Step 2: Select an Instance Type

Amazon offers different instance types for differnt types of computing tasks. For our example, we will be using a "t2.nano" instance with two vCPUs and 512 MB RAM. This instance type is eligible for the EC2 free usage tier.

For next steps, be sure not to click on the "Review and Launch" button, but on the "Next: Configure Instnce Details" button.

Step 3: Configure Instance Details

In this step, you can specify the number of instances, network settings and many other options you will probably not need for most use cases.
The option "T2/T3 Unlimited" is not necessary for our purposes and should be deactivated, though, since it would incur costs otherwise.

Step 4: Storage

Storage volumes in EC2 are known as Elastic Block Storage (or EBS) volumes.
The T2 instance type has a 8 GB root volume and no additional storage by default. The size and type of the root volume and additional volumes can be configured in this step.

Caution

Because they are designed to be on-demand resources by default, EBS volumes will be deleted when their attached EC2 instance is terminated.

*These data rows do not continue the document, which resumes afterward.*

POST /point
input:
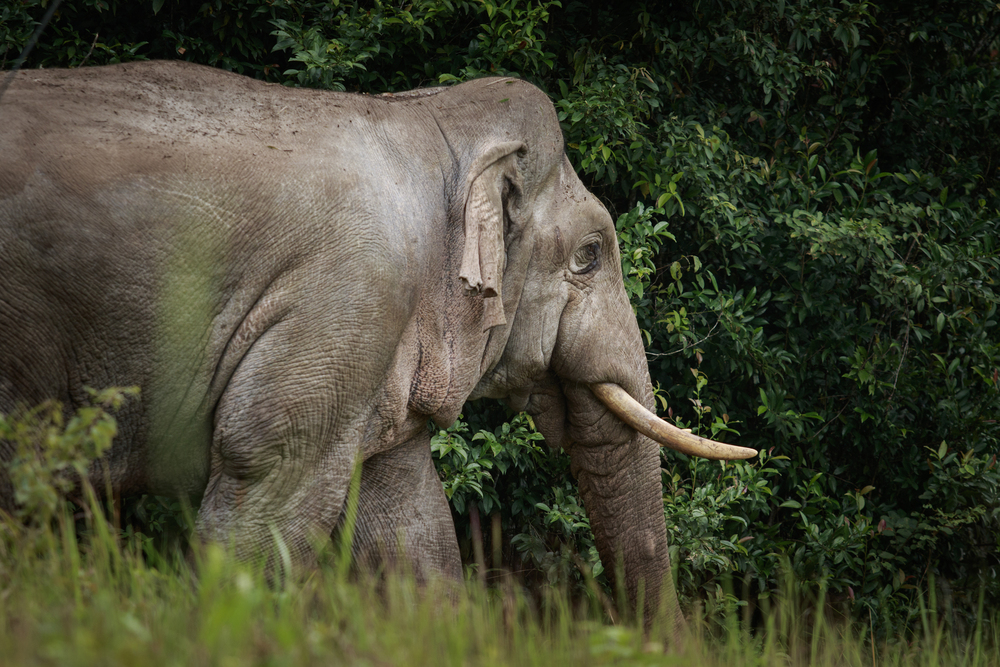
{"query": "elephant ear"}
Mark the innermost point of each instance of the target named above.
(484, 256)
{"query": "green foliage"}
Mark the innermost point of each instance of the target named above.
(52, 454)
(506, 472)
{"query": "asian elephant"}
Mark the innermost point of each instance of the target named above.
(299, 280)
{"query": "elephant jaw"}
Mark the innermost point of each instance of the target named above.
(630, 411)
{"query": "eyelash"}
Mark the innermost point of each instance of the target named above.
(593, 252)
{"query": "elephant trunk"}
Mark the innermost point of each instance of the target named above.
(621, 488)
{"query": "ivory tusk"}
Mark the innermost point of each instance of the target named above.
(638, 417)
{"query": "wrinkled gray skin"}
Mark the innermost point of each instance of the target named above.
(293, 279)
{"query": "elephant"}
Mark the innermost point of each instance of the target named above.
(301, 280)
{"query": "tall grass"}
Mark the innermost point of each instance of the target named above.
(99, 599)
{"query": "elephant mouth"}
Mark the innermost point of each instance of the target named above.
(633, 413)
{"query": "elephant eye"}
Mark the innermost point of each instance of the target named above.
(587, 258)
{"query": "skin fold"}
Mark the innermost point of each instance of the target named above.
(299, 281)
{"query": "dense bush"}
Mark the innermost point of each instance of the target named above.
(807, 205)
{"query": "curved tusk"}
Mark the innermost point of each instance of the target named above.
(635, 415)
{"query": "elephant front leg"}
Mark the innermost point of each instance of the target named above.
(276, 474)
(404, 520)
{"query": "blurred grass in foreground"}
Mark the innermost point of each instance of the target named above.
(75, 590)
(98, 601)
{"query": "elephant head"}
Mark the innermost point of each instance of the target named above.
(542, 255)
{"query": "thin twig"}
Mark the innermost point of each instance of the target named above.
(27, 47)
(92, 44)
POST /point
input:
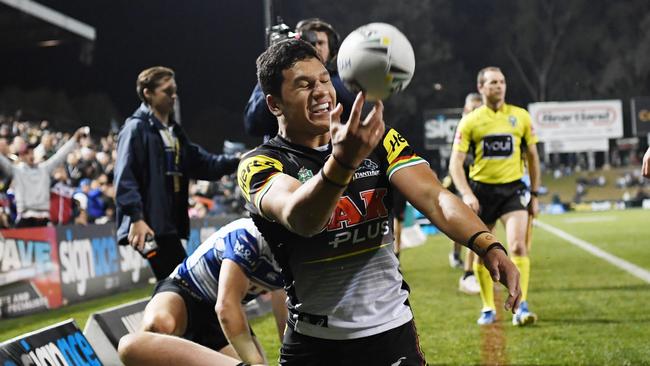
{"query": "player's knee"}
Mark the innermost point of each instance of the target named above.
(128, 345)
(160, 322)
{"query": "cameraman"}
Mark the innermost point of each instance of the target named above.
(258, 120)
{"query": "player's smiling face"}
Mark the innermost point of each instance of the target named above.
(308, 97)
(494, 87)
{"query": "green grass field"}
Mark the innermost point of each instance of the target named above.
(591, 312)
(565, 187)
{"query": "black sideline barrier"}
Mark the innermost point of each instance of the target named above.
(49, 267)
(60, 344)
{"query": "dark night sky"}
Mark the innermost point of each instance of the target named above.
(212, 45)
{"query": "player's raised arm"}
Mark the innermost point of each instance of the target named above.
(421, 187)
(305, 208)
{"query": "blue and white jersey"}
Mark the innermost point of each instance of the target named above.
(241, 242)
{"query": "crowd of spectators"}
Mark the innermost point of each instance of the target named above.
(82, 189)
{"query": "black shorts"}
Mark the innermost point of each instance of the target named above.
(398, 346)
(202, 323)
(499, 199)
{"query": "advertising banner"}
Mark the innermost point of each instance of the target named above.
(640, 116)
(60, 344)
(584, 120)
(92, 264)
(29, 271)
(440, 127)
(105, 328)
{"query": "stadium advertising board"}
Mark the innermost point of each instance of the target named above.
(640, 116)
(440, 127)
(105, 328)
(60, 344)
(584, 120)
(29, 271)
(92, 264)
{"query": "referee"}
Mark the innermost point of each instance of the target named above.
(501, 138)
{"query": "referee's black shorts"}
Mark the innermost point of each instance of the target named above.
(497, 200)
(398, 346)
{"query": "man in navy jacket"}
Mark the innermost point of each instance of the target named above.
(155, 161)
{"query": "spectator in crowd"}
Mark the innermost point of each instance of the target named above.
(31, 181)
(155, 161)
(46, 148)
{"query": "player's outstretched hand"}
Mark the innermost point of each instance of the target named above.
(503, 270)
(645, 169)
(354, 140)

If you want to keep the data on a volume, you need to uncheck "Delete on Termination".

Step 5: Tags

Tags are used to make it easier to find specific EC2 resources (instances, EBS volumes, etc.) when there are many different resources in an AWS account. You can ignore this step for now.

Step 6: Security Groups

A Security Group is like a firewall which can be placed in front of an instance.
For example, a very simple web server requires the ports 80 (and 443) to be accessible from the Internet. In a Security Group, this means you need to add rules for "HTTP" and "HTTPS" from "Anywhere".
In order to configure your new instance, you also need to allow SSH access.

Caution

If you can, you should always restrict the IP addresses that can access the instance via SSH.

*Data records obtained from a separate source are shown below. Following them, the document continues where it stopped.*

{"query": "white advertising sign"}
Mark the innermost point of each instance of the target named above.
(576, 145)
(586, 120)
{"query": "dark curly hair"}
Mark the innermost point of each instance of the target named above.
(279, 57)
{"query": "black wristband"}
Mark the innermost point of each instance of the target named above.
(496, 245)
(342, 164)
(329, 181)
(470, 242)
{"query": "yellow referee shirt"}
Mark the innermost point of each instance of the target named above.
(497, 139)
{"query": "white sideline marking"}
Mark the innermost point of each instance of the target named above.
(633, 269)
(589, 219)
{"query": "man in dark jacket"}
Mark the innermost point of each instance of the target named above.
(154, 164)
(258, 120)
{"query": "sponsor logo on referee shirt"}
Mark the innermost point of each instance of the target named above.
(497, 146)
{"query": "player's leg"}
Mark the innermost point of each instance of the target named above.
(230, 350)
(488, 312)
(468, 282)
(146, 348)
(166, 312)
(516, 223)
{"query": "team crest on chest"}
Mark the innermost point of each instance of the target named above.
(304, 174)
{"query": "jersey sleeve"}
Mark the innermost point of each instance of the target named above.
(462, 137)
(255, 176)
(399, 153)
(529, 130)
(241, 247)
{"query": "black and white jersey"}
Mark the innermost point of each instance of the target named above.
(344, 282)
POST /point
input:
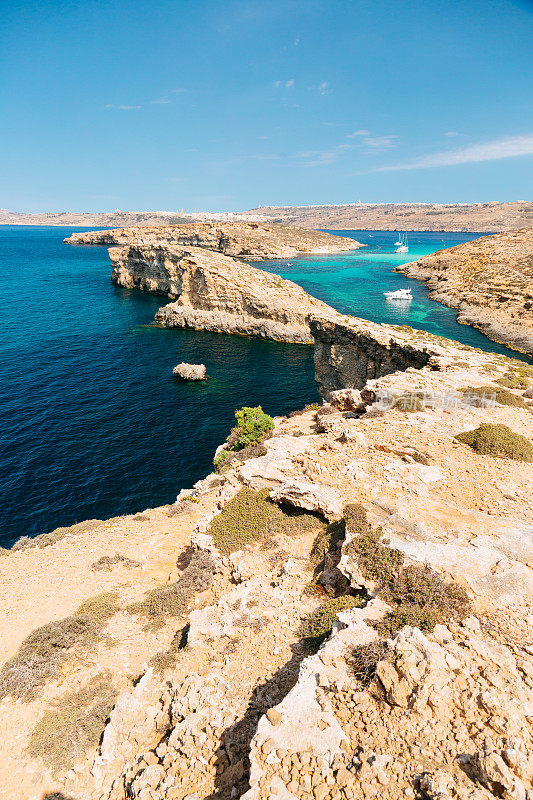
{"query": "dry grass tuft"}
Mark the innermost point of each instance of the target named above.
(42, 654)
(498, 441)
(173, 600)
(74, 724)
(250, 516)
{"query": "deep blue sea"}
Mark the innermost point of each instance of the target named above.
(93, 424)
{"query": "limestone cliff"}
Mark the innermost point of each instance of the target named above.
(217, 293)
(489, 281)
(251, 708)
(239, 239)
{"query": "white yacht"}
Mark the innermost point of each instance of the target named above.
(399, 294)
(403, 246)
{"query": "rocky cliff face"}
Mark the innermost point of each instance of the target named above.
(250, 708)
(240, 239)
(489, 281)
(217, 293)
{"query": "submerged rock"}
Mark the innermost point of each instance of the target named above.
(189, 372)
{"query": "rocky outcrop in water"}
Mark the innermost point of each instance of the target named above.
(248, 240)
(489, 281)
(217, 293)
(222, 694)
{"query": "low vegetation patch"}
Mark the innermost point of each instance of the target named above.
(422, 598)
(498, 441)
(173, 599)
(375, 559)
(43, 653)
(253, 426)
(251, 516)
(494, 394)
(74, 724)
(365, 658)
(318, 625)
(108, 562)
(46, 539)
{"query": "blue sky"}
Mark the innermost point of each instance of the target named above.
(228, 105)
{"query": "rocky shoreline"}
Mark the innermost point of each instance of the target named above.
(341, 610)
(489, 281)
(221, 694)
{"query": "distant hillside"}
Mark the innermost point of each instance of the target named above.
(482, 217)
(477, 217)
(114, 219)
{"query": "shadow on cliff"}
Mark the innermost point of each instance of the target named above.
(233, 754)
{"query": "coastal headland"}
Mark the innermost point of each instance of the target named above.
(340, 610)
(489, 281)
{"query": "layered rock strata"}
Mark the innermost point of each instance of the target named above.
(239, 239)
(489, 281)
(217, 293)
(246, 709)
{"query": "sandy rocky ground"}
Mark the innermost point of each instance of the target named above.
(247, 709)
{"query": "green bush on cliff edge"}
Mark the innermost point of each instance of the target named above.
(253, 427)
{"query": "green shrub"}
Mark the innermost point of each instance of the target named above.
(422, 600)
(498, 440)
(173, 599)
(318, 625)
(74, 724)
(412, 615)
(42, 654)
(501, 396)
(253, 426)
(251, 516)
(376, 561)
(220, 460)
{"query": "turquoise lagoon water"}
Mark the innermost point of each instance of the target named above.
(93, 424)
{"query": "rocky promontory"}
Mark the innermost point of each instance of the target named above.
(490, 282)
(341, 611)
(238, 239)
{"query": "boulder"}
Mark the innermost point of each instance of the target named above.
(189, 372)
(311, 496)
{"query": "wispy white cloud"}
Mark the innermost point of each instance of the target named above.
(318, 158)
(284, 84)
(510, 147)
(123, 108)
(380, 143)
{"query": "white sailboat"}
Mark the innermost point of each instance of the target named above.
(403, 246)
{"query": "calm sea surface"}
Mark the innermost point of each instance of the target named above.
(93, 424)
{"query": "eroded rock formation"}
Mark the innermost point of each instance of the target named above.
(249, 240)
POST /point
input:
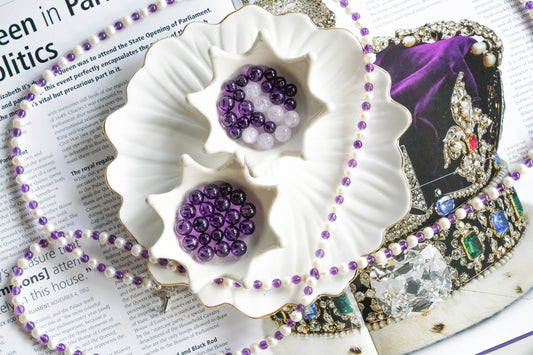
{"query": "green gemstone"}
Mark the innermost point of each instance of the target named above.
(343, 304)
(472, 245)
(516, 203)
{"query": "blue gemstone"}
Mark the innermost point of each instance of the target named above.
(310, 312)
(497, 160)
(499, 223)
(445, 205)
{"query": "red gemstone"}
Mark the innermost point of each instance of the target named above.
(472, 142)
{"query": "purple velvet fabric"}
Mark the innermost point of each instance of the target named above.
(423, 78)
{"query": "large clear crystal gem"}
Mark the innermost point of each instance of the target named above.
(411, 283)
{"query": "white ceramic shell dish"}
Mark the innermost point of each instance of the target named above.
(158, 126)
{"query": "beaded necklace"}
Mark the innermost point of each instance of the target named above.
(66, 239)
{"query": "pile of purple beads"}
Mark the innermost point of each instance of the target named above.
(211, 220)
(258, 107)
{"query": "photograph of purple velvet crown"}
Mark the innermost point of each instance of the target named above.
(328, 183)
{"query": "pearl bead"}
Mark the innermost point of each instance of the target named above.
(291, 119)
(275, 113)
(477, 203)
(493, 193)
(361, 263)
(409, 41)
(261, 104)
(296, 316)
(128, 278)
(252, 90)
(35, 248)
(23, 263)
(380, 257)
(460, 213)
(127, 20)
(109, 272)
(102, 238)
(428, 232)
(119, 242)
(61, 241)
(147, 282)
(77, 253)
(489, 60)
(136, 250)
(285, 330)
(144, 12)
(265, 141)
(92, 263)
(36, 89)
(444, 223)
(250, 135)
(508, 182)
(412, 241)
(478, 48)
(77, 50)
(94, 40)
(62, 62)
(283, 133)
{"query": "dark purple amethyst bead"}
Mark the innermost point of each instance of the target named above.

Make sure that you have created all the necessary rules before you start the instance. This will save you a lot of debugging effort later.

Hint: Security Groups can also restrict outgoing traffic.

Step 7: Review and Launch

In this step, you can review the configuration defined in the previous steps.

When you are ready to start the instance, click on the "Launch" button. The newly created instance will boot the AMI and get a public IP address assigned.

Caution

Your instance will always get a new IP address when it is restarted.
The only way to prevent this is to reserve an Elastic IP and assign it to your instance. This IP stays the same as long as it is reserved. Elastic IPs are free unless they are not allocated to a running EC2 instance.

Conclusion

After these few steps, you have created your first multi-purpose cloud server on AWS. This could be a perfect starting point for bringing your application into the cloud. We will provide follow-up blog posts which show you how to use the full power of the Amazon Cloud by using scalable serverless API’s like API Gateway, Lamba or Simple Storage Service (S3).